Review: Full Dark House (Bryant & May #1)
Arthur Bryant and John May first meet as (very) young detectives in 1940 in London. They have been selected for the Met’s new unit: The Peculiar Crimes Unit, which is defined by the Home Secretary as “London’s last resort for sensitive cases” but as Bryant explains to May on their first meeting “it’s becoming a home for dubious and abnormal crimes”. London is in the midst of constant bombardment by the Germans, “If London was the centre of the world, the world was burning. It was a violent place in which to discover a purpose. It was a good place to forge a friendship.”
In modern day London, an explosion obliterates the North London Peculiar Crimes Unit, with an elderly Arthur Bryant in it. May and his fellow ageing colleagues conclude that the destruction of the unit and murder of Bryant relate to the first case that Bryant and May investigated in 1940, involving the discovery of a dancer’s body, with her feet removed.
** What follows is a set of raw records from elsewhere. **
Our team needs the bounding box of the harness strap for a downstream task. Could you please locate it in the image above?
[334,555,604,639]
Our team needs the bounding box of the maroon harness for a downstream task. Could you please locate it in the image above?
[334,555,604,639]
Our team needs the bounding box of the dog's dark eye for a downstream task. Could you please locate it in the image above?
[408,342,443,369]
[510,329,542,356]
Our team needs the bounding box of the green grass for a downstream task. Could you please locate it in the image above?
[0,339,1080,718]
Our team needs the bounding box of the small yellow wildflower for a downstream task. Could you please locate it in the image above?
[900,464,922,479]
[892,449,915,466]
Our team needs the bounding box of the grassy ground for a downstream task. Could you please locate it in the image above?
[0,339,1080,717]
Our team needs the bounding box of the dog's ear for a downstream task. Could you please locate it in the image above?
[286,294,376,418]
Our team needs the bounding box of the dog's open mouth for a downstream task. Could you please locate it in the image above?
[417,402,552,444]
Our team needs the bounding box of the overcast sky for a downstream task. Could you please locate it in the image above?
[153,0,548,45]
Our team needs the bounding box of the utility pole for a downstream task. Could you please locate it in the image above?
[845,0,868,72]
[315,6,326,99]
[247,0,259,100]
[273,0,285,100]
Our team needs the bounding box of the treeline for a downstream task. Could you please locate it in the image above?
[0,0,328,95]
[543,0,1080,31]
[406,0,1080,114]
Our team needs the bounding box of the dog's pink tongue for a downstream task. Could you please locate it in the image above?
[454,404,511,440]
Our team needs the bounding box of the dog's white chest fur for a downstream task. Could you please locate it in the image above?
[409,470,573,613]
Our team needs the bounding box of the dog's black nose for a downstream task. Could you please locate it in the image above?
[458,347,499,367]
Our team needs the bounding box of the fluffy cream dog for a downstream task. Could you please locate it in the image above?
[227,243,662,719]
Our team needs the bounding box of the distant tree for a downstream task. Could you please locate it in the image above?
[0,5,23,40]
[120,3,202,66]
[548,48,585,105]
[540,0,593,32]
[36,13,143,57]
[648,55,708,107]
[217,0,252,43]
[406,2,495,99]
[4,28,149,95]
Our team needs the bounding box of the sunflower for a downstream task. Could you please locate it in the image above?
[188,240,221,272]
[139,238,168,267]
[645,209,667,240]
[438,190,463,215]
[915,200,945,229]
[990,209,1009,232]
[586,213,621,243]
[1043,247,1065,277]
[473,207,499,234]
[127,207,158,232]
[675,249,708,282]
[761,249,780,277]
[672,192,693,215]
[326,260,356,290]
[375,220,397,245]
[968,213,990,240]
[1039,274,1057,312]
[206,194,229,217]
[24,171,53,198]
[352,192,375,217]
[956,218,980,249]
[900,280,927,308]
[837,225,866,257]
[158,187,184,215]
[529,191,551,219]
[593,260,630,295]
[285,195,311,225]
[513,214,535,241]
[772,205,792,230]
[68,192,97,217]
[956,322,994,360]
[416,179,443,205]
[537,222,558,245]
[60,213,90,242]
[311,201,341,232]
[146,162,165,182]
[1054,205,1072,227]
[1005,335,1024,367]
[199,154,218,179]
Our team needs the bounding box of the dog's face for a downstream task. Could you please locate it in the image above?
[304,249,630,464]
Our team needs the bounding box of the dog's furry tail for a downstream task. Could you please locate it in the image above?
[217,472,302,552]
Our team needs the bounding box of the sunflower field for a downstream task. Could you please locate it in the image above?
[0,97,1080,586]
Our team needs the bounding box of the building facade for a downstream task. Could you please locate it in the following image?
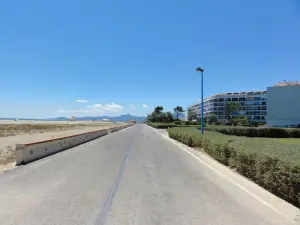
[267,81,300,127]
[187,91,267,122]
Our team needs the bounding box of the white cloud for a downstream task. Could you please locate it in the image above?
[86,104,103,109]
[128,104,136,109]
[76,99,88,103]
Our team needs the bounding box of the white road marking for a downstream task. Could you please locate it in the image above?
[149,126,290,219]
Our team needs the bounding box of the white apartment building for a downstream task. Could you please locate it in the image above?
[187,91,267,122]
[267,81,300,127]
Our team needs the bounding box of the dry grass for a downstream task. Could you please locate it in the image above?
[0,123,113,137]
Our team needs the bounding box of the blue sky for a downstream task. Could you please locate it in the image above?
[0,0,300,118]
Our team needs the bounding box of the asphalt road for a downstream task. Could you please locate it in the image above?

The story alternate between this original investigation and the current. These time shifts are made easy for the reader to discern by cleverly making reference in the first paragraph either to something modern, for example a MacDonald’s cafe, or something relating to the war.
If you are at all interested in the theatre and the workings of stage productions, you will find the mystery surrounding the murders during the production fascinating. Fowler is particularly effective in creating an atmosphere of menace, and the theatre setting adds a gothic note to the mystery. The love of theatre and the people who work behind the scenes of a production is apparent: “They were the real theatre angels, happy to remain in the shadows beyond the footlights, only tangentially attached to the stage, essential to its survival.” London during the Blitz is a character in of itself, creating a sense of foreboding and an underlying constant tension.
This is the first book in the Bryant and May series and sets the scene for future mysteries. What makes this book so appealing is the obvious affection that develops between these two very different men. “For the next five decades, the two detectives made it their habit to walk along the south bank of the Thames around sunset…They argued about criminal psychology, endlessly revising their conclusions, but sometimes, when the sky was lower and the colours were drained from the Embankment buildings, they talked of women they had loved and lost, and plans made and abandoned, of outlandish ideas and unrealised dreams; often they just walked in comfortable silence…”
I am looking forward to spending more time in the company of Arthur Bryant and John May.